Dulce et Decorum Est

I don't know Latin so I had to track down what it meant. The second part of the quotation is part of Wilfred Own's poem by this name.. I could figure out Dulce means sweet and mori had to do with death. Decorum surprised me. I think of decorum as behaving properly, but it means honor. The whole quotation is Dulce et decorum est pro patria mori. I was thinking father with patria, but it means country. Ah! Patriotic. And the Spanish word for country is pais. So the translation is: It is sweet and honorable to die for one's country.

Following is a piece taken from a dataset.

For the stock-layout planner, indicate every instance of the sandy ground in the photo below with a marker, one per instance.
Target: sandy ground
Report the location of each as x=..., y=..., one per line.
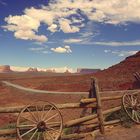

Wilfred Own's poem is from World War I and recounts a gas atttack. I read it as part of librivox.org's http://www.librivox.org/ weekly poetry project. I haven't been reading of late but it is a small way I can contribute to reading. I am such a big consumer of the spoken word. The weekly poems are short enough to Braille and I feel competent to read. I'm hoping in my new environment to have better recording quality. This is a very noisy environment. Part of it is the clocks, fountain, refrigerator but the large windows which I enjoy so much don't help. Nor does the computer fan. Anyway, when I read the poem to myself I had to work through it as a reader. I had some problems recording, so I read it over and over again aloud. The Old Lie: Dulce et decorum est/Pro patria mori. How do you read an old lie? I spat out the words. Poetry has that affect on me--collapsing words to sharp points of emotion. I read some Scripture this way. I read Plath this way. I am writing this post all run together because of how the poem is written and what it says. If you had been there, you would not speak of glory.

World War I produced poetry like this. It was the first modern war. The gas, the mechanization, the devastation of whole regiments getting wiped out and the introduction of airplanes changed war from being very individualized to something very impersonal and depersonalizing.

Not that any war was ever sweet.

Some have said we don't write poems about war any more. We send emails, snap cell phone pictures and videos, and blog. How will that change things?